Se você respondeu de forma positiva a pelo menos três dessas perguntas, é possível que esteja propenso a ter distúrbios alimentares. E, neste caso, recomendamos que entre em contato com um especialista para averiguar melhor essa situação.
Mas nem todos os especialistas são bons ou recomendados
- Procure um psicólogo especializado em transtornos alimentares.
- Esteja atento a um especialista que afirma que trabalha com problemas de peso e garante um resultado em X meses. Na melhor das hipóteses, trata-se de uma “propaganda enganosa”; na pior, esse profissional não ajudará e, pelo contrário, poderá agravar ainda mais o problema.

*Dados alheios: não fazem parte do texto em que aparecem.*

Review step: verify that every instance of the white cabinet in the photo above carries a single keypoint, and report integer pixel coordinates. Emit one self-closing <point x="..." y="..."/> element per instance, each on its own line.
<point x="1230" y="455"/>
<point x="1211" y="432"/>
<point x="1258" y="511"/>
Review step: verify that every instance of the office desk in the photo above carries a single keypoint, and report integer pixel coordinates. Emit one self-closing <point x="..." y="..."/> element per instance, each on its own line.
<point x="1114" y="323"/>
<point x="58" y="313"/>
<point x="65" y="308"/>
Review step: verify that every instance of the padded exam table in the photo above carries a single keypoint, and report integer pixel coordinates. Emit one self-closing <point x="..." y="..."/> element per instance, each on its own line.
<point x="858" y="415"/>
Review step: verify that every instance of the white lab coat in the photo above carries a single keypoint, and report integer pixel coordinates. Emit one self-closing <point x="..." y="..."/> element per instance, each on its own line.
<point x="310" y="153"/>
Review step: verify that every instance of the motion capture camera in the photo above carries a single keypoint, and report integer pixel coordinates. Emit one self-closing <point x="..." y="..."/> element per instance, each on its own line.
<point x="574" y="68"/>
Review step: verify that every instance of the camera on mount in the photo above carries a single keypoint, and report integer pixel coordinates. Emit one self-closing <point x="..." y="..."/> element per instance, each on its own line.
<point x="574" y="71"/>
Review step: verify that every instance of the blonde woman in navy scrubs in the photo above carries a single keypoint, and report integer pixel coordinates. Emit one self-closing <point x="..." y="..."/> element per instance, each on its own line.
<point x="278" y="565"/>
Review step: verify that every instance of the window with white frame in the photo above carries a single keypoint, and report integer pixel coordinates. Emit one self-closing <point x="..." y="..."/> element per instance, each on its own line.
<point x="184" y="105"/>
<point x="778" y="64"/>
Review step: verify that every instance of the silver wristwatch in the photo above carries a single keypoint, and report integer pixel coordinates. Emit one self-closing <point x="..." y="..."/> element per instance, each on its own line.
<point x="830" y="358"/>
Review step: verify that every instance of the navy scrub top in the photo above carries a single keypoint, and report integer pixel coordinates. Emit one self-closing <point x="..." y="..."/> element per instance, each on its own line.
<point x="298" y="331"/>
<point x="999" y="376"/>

- Quando for a qualquer tipo de terapeuta, você deve e tem o direito de perguntar sobre seu supervisor (no caso, o psicoterapeuta que cuida do profissional que você procurou). Se for um especialista competente, com certeza ele terá um supervisor. Se não, você pode estar lidando com um charlatão ou uma pessoa autodidata.
Vamos resumir
Não há nada de anormal em querer perder peso ou ter boa aparência. O importante é não se criticar tanto e ficar obcecado, pensando que algo está errado com o seu corpo, mesmo que atualmente ele esteja mais “fofinho” ou mais magro do que o normal. Ao longo da vida, o corpo cresce, é influenciado por diversos hormônios, acumula e perde peso, adoece, envelhece. Ou seja: muda de forma constante. Uma atitude calma em relação aos processos naturais de nosso organismo, um trabalho corporal associado ao prazer, ao cuidado e à prevenção de doenças é o verdadeiro amor que devemos ter com nós mesmos. Não devemos sentir rejeição em relação à nossa aparência.